Increases in handset revenue (Value Plan customers often purchase phones at full price) were up, however, which offset losses in contract revenue. T-Mobile points out that 79-percent of phone sales in the quarter were smart phones, accounting for 95-percent of phone sales revenues. It specifically calls out the Galaxy SIII (S3) as driving smart phone sales.

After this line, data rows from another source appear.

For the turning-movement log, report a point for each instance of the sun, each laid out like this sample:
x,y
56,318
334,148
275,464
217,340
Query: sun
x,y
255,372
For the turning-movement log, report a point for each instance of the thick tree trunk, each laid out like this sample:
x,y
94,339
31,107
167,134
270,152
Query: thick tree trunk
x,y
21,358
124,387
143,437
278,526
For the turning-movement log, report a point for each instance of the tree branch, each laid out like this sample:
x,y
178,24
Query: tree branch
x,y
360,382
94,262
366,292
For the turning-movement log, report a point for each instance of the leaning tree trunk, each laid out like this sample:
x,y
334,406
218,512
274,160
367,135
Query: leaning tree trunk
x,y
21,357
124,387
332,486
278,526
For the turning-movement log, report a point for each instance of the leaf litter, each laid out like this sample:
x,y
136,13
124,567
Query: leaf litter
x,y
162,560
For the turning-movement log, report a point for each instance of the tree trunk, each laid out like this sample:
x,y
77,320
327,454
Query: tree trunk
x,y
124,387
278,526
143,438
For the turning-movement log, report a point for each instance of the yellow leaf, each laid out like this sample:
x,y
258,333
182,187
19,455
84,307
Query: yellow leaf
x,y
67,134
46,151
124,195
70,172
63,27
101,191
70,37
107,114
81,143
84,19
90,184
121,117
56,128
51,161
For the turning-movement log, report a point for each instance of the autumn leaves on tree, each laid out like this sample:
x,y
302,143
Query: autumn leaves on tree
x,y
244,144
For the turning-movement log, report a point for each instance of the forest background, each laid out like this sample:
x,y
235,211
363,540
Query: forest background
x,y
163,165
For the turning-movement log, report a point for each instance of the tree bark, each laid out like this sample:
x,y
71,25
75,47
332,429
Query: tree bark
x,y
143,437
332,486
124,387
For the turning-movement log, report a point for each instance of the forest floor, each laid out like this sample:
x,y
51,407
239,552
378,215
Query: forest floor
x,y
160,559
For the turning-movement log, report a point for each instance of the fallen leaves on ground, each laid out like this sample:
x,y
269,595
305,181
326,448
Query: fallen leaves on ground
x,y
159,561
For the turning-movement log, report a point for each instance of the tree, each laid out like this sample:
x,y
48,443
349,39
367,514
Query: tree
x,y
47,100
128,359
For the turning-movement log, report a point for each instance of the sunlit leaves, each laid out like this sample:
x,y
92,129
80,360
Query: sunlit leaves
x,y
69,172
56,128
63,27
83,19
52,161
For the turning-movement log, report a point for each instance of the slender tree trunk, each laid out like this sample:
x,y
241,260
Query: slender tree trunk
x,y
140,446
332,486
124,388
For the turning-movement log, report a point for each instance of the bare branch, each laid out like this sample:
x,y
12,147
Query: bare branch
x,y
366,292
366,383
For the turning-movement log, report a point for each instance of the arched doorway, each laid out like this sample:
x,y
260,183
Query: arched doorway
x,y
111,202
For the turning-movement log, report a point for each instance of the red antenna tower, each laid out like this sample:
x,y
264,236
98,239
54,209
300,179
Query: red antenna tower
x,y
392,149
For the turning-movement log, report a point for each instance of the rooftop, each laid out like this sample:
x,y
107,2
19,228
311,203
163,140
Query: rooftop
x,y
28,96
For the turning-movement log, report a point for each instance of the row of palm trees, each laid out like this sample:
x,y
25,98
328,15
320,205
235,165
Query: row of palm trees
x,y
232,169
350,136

T-Mobile is continuing a slow but steady march towards prepaid with strong gains in Q4. Branded prepaid ARPU rose 11.2-percent to $27.69, and while prepaid churn was at a relatively high 7-percent, net branded prepaid customer additions were at 166,000. T-Mobile ended the quarter with 5.82 million branded prepaid customers -- up 21-percent y-o-y -- along with 4.18 million prepaid MVNO customers, up by 275,000 this quarter. Overall, branded prepaid revenues were $474 million for the quarter, which is up a substantial 35-percent over Q4 2011.
Burdened by high capital expenditures on its network infrastructure related to 1900MHz deployment, as well as increased marketing pushes, the quarter ended on a moderate note. For the coming months, T-Mobile is focusing on its expected merger with MetroPCS and launch of LTE to hopefully improve its bottom line.